Lem debía pensar mucho en el error: el error siempre se encuentra de un modo u otro en sus novelas y relatos. El error como consecuencia inevitable del querer llegar más lejos, pero desprovisto de revestimiento "autoayudesco". El error puro y duro, en muchas ocasiones catastrófico, fruto de nuestra incapacidad para aceptar que mucho de lo que no sabemos hoy, probablemente esté fuera del alcance de la imaginación del más imaginativo de nuestros vecinos; errores producto de disparar primero y pensar después, de nuestro miedo de mamífero huidizo que en el fondo de su ser sigue esperando que cualquier amenaza llegue en mitad la noche, esquivando la escasa luz de las ascuas de un fuego que no debería haberse apagado, para arrastrarnos al miedo, a la oscuridad y al final. La humanidad protagonista de Lem es prodigiosa porque sus reacciones son muy realistas, muy creíbles: escasean las heroicidades y abundan las equivocaciones, las salidas en falso, los tiros en el pie, las respuestas erróneas ante las incógnitas, los acertijos y los enigmas.
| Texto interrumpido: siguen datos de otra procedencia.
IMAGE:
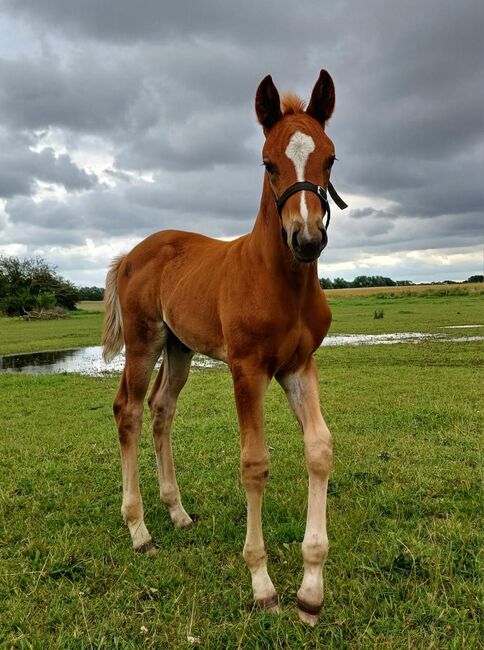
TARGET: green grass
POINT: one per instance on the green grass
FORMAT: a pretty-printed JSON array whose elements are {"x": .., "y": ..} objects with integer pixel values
[
  {"x": 415, "y": 313},
  {"x": 351, "y": 314},
  {"x": 77, "y": 330},
  {"x": 404, "y": 505}
]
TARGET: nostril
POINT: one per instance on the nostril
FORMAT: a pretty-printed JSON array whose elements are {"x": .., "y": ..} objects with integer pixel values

Lem no deja las historias inacabadas para que nosotros las completemos en base a lo que queramos suponer, una práctica que en muchas ocasiones responde a la incapacidad para cerrar bien un relato: él lo que hace es terminar historias acerca de lo que escapa a nuestro entendimiento con gran maestría, dejándonos con cara de homínido pánfilo, pero al mismo tiempo arrebatado por haber tenido la oportunidad de entrever, al menos durante algunos cientos de páginas, esos futuros que quienes escribimos o leemos esto nunca conoceremos, pero que sin embargo, como a él, y pese a todo, nos encantaría conocer.